Basic usage¶
When you open a dataset in the “Explore” view, for each column, both the storage type (stored in the dataset metadata) and the meaning (inferred from data) are displayed.
In this example, we can see that the “location” column is stored as the basic “string” storage type, but DSS has inferred that the content is actually an URL, since most rows are valid for the “URL meaning”.
By default, the explore views shows a data quality bar, which shows which rows are valid for their meaning. When you are in data exploration, meanings are mostly useful for informational purpose.
If you choose to Filter a column (click on Column header then on “Filter”), the filter shows a quality bar with checkboxes that allow you to focus on rows that are valid, invalid or empty for their meanings.
Changing meaning and storage type¶
In dataset explore, you can change the storage type and the meaning by clicking on them.
Changing the storage type¶
Modifying the storage type for a column from the dataset explore screen has the exact same effect as doing it from the dataset settings.
You should generally be very careful when changing the storage type since it is used in external systems. See Definitions for more info about how the storage type is used.
Changing the meaning¶
When you change the meaning, what you actually do is store in the dataset metadata that for this column, the meaning should not be auto-detected, but instead forced to the one you specified.
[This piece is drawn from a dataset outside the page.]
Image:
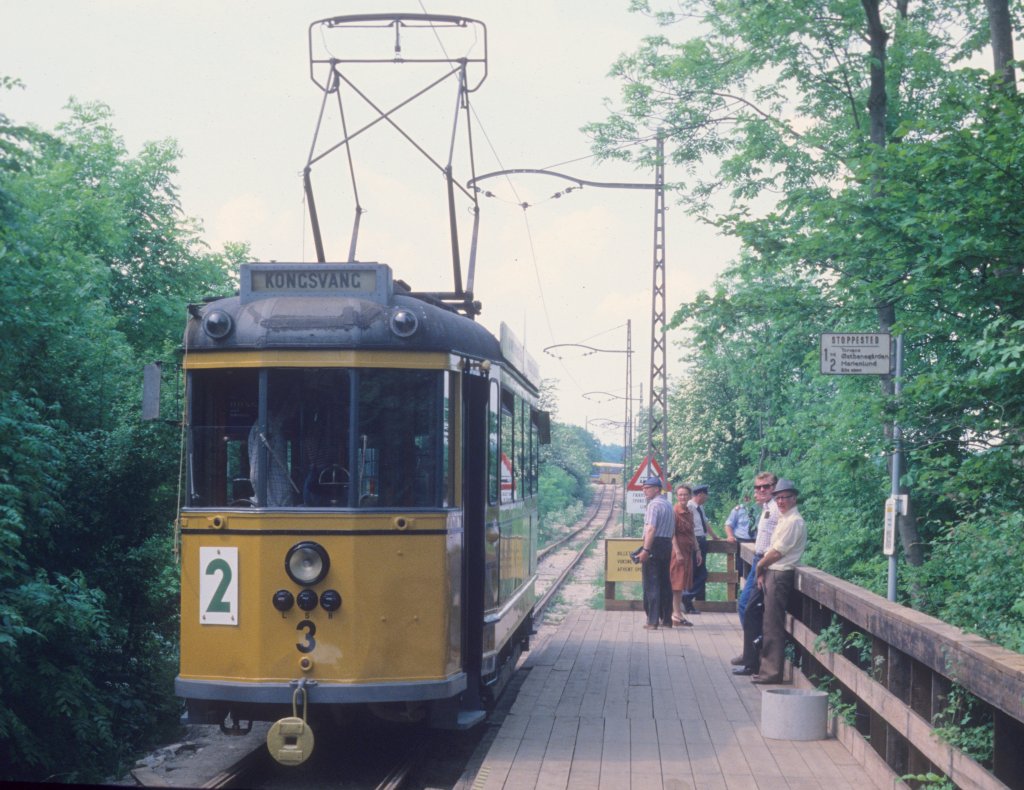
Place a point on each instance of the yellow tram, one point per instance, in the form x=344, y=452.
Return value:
x=359, y=523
When a column has a forced meaning, a small lock appears next to it.
Forcing the meaning is mostly useful when the automatic inference got it wrong.
You can go back to selecting “Auto-detect”, either in the meanings dropdown, or in the dataset schema screen.
Editing advanced schema¶
You can also click on the column header > Edit column data (or go in the dataset settings screen) to set:
the details of the storage type (string max length, complex type elements, …)
a description for the column.
The column description is displayed wherever it may be relevant.